Some main points that come to my mind:
- More security
Needless to say, I think security is massively important nowadays! Due to various government regulations and the threat of being sued over data leaks, mistakes often carry a hefty price tag. Both new and modern authentication methods and SSL/TLS version support are regularly added to new PostgreSQL versions.
- More performance without changing anything on the application level!
Based on my gut feeling and on some previous testing, typically in total around ~5-15% of runtime improvements can be observed following an upgrade (if not IO-bound). So not too much…but on some releases (9.6 parallel query, 10.0 JIT for example) a possibly game changing 30-40% could be observed. As a rule, the upgrades only resulted in upsides – over the last 8 years, I’ve only seen a single case where the new optimizer chose a different plan so that things got slower for a particular query, and it needed to be re-written.
- New features for developers
- Every year, new SQL standard implementations, non-standard feature additions, functions and constructs for developers are introduced, in order to reduce the amounts of code written – or to achieve something that was very hard, or possible only on the application layer.
- Better DBA / management features
Better high-availability, backup, monitoring and scaling features for DBA-s. The last couple of releases have been a real boon in these matters for example with Logical Replication, partitioning and built-in monitoring roles.
And to make it even more easy for you – there’s a really cool website (much kudos to Depesz!) where you can directly get a highlighted listing of all the changes between two target Postgres versions! Link here!
Minor version changes a.k.a. bugfix releases happen regularly and can be used as a warmp-up here. There is a minimum of 1 minor release per quarter, if no security-critical stuff is found. It is, of course, highly recommended to apply them as soon as they are released.
The good thing about minor releases is that they’re as fast as restarting your server! I recommend to “prefix” the restart with a hand-initiated “checkpoint” so that effective downtime for applications is minimized since “pg_ctl stop / restart” already does checkpointing in exclusive mode, after active sessions have been kicked from the server.
Caution! When using some distribution-specific Postgres packages some extra attention is needed. For example running “apt upgrade postgresql-X” might mean an imminent restart to the running instance, after new binaries have been pulled in! For RedHat / CentOS it’s usually a bit better though and there you need to restart explicitly.

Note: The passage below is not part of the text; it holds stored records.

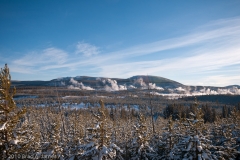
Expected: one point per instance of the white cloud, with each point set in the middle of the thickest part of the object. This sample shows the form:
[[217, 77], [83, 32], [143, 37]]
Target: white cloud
[[86, 49], [47, 56]]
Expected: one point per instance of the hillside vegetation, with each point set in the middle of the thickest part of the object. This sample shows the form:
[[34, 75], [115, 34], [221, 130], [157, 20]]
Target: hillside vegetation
[[99, 132]]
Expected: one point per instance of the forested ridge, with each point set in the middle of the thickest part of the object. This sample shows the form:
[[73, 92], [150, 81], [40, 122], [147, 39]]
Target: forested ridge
[[55, 132]]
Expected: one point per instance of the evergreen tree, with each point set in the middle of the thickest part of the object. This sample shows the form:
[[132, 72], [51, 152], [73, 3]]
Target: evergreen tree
[[11, 141]]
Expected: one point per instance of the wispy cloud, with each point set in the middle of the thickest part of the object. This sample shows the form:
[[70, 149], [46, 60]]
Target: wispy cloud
[[86, 49], [47, 56], [209, 48]]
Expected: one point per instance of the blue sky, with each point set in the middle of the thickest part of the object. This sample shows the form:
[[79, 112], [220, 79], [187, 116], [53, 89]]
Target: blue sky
[[192, 42]]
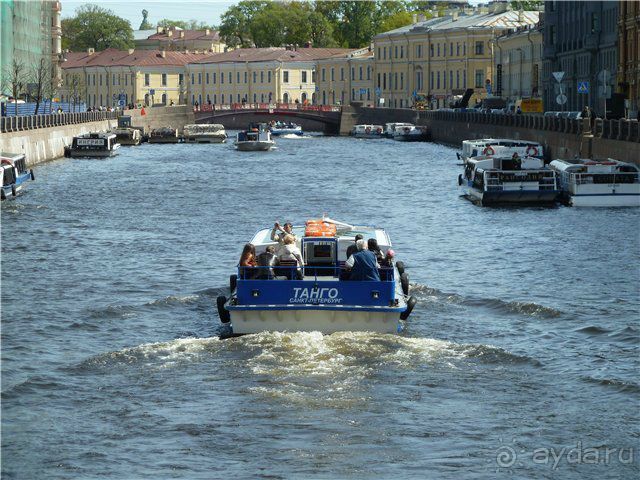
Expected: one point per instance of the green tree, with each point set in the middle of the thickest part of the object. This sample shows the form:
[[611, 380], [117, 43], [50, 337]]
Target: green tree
[[96, 27]]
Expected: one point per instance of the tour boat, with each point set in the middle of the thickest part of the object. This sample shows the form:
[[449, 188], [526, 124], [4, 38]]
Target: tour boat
[[504, 147], [164, 135], [128, 136], [598, 183], [93, 145], [410, 133], [282, 128], [256, 138], [14, 174], [503, 180], [317, 296], [390, 128], [204, 133], [367, 131]]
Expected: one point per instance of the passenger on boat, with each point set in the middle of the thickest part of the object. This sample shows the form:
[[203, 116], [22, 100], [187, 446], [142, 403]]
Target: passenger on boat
[[289, 254], [248, 261], [269, 259], [363, 264]]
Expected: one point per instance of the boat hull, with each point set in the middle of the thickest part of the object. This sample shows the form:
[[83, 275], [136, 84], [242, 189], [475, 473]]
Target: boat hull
[[259, 146], [325, 320]]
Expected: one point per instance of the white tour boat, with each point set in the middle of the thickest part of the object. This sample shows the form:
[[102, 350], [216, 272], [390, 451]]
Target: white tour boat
[[367, 131], [204, 133], [256, 139], [318, 296], [505, 147], [598, 183], [15, 175], [509, 180], [93, 145]]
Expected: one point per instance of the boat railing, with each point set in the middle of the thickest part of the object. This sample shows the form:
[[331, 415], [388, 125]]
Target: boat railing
[[307, 272]]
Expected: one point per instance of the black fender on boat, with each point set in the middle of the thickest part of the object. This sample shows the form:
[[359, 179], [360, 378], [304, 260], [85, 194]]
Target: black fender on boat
[[404, 281], [223, 313], [410, 304]]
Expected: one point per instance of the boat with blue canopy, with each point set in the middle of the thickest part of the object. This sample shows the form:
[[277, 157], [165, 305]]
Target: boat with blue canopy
[[318, 295]]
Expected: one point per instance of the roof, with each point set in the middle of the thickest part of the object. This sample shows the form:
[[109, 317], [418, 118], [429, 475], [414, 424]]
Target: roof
[[143, 58], [280, 54], [475, 21]]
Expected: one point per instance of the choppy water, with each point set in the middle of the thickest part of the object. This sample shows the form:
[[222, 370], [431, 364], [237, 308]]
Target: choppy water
[[525, 341]]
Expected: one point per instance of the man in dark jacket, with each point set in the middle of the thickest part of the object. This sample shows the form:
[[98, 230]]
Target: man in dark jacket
[[363, 264]]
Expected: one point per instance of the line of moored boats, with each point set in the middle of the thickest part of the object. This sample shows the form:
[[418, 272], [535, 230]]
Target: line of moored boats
[[506, 172]]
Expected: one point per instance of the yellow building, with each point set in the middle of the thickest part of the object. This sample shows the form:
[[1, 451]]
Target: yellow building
[[343, 78], [146, 77], [441, 57], [255, 75], [518, 64], [176, 39]]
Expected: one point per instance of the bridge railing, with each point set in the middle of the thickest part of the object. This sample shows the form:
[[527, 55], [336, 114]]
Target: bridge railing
[[623, 129], [267, 107]]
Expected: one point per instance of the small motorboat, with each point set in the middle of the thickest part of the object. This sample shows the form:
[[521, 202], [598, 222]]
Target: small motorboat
[[367, 131], [96, 144], [15, 174], [256, 139], [598, 183], [204, 133], [318, 296], [500, 180], [282, 128]]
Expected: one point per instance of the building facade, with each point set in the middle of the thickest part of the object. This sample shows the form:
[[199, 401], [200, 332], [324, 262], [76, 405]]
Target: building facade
[[441, 57], [176, 39], [580, 40], [30, 31], [518, 64], [144, 77], [628, 75], [257, 75]]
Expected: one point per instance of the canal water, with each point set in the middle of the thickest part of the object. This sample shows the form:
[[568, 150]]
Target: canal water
[[520, 360]]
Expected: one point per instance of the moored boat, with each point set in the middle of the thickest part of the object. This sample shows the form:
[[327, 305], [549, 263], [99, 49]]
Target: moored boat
[[164, 135], [598, 183], [285, 128], [256, 139], [96, 144], [204, 133], [318, 296], [509, 180], [15, 174], [367, 131], [505, 147]]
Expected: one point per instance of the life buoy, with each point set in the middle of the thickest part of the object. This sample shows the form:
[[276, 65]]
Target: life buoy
[[489, 150]]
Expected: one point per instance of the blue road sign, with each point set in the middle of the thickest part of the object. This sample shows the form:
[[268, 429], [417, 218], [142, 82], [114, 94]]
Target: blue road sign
[[583, 87]]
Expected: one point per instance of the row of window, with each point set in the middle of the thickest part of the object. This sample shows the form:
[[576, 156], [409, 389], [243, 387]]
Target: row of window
[[435, 50]]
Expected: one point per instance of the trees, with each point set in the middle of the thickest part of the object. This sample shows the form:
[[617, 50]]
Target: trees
[[96, 27]]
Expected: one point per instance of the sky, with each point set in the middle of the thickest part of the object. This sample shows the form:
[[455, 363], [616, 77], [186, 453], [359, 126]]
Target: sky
[[207, 11]]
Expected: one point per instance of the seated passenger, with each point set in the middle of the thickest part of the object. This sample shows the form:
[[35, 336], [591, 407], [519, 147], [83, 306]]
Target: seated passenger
[[363, 264], [248, 261], [267, 259], [290, 254]]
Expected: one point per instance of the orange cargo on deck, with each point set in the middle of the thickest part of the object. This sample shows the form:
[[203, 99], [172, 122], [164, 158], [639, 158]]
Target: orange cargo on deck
[[318, 228]]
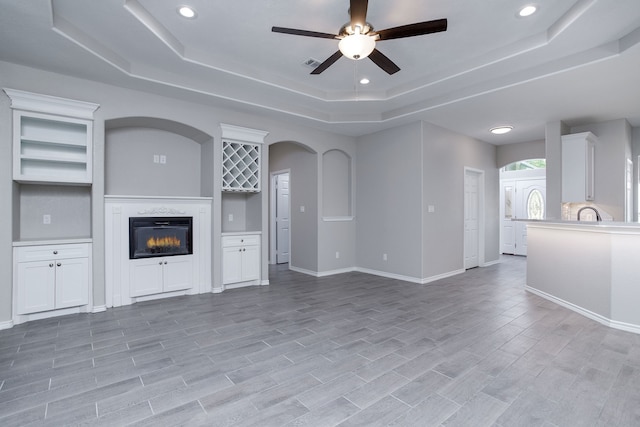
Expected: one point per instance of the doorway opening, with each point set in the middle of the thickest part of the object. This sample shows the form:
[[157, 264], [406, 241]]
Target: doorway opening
[[523, 193]]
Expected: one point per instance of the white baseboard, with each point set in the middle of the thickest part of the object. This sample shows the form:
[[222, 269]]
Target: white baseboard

Also when running a clustered streaming replication setup where downtime on the primary node is scarce and restarts are to be avoided, my recommendation is to immediately update all replicas to the latest minor version (minor versions don’t need to match, only major). That way, when some accidental server issue appears (e.g.reboot, hardware maintenance etc) you’ll already be promoted to the latest version with a sort of “free downtime”.
Let’s now move on to the real thing – major upgrade options.
Logical Dump / Restore
This is the original way of doing major version upgrades and it’s the only option up until version 9.0 which introduced the binary / in-place option. Logical dumps use “pg_dumpall” or “pg_dump” / “pg_restore” tools, that basically “reverse engineer” the database state to normal SQL statements. When those statements are executed sequentially on a target DB, they re-create exactly the same state for all user-level objects as it was on the source cluster / DB. NB! “Pg_dumpall” works on the instance level and “pg_dump” on the database level.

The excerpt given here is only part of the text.